The results of these four studies are intriguing, but it is interesting to note the lack of a simple study that i) tests the hypothesis that a report of helping behaviour makes a given individual more attractive to individuals of the opposite sex, as compared with information that is neutral with regard to attractiveness, and ii) asks participants to rate a large number of opposite-sex individuals in order to reduce potential impact of the ‘baseline’ attractiveness of the individuals being rated. Our objective was to conduct such a study. We employed a within-subjects design to address three specific hypotheses. First, we predicted that heterosexual people would find members of the opposite sex more attractive if they were reported to take part in helping behaviours, as opposed to having a neutral activity (one that contained no information on helping behaviour) reported.
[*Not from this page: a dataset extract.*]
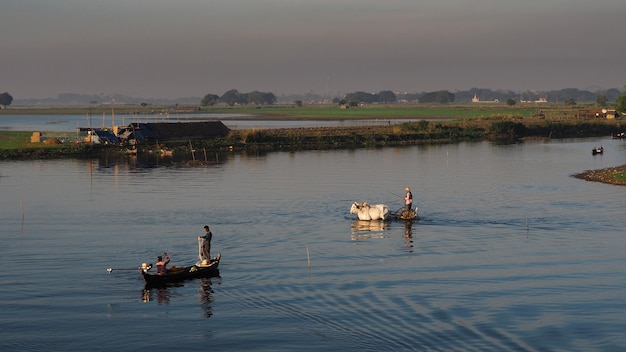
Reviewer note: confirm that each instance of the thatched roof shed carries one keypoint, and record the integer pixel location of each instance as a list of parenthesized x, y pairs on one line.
[(168, 131)]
Because we focussed on non-heroic, low-risk helping behaviours, our second hypothesis was that the effect of helping behaviour on attractiveness would be stronger when participants rated attractiveness for a long-term relationship as opposed to a short-term fling. This is because considering a long-term relationship is generally taken to lead participants to consider both likely genetic and non-genetic benefits, whereas a partner for a short-term fling is less likely to supply any non-genetic benefits (but see Discussion, below).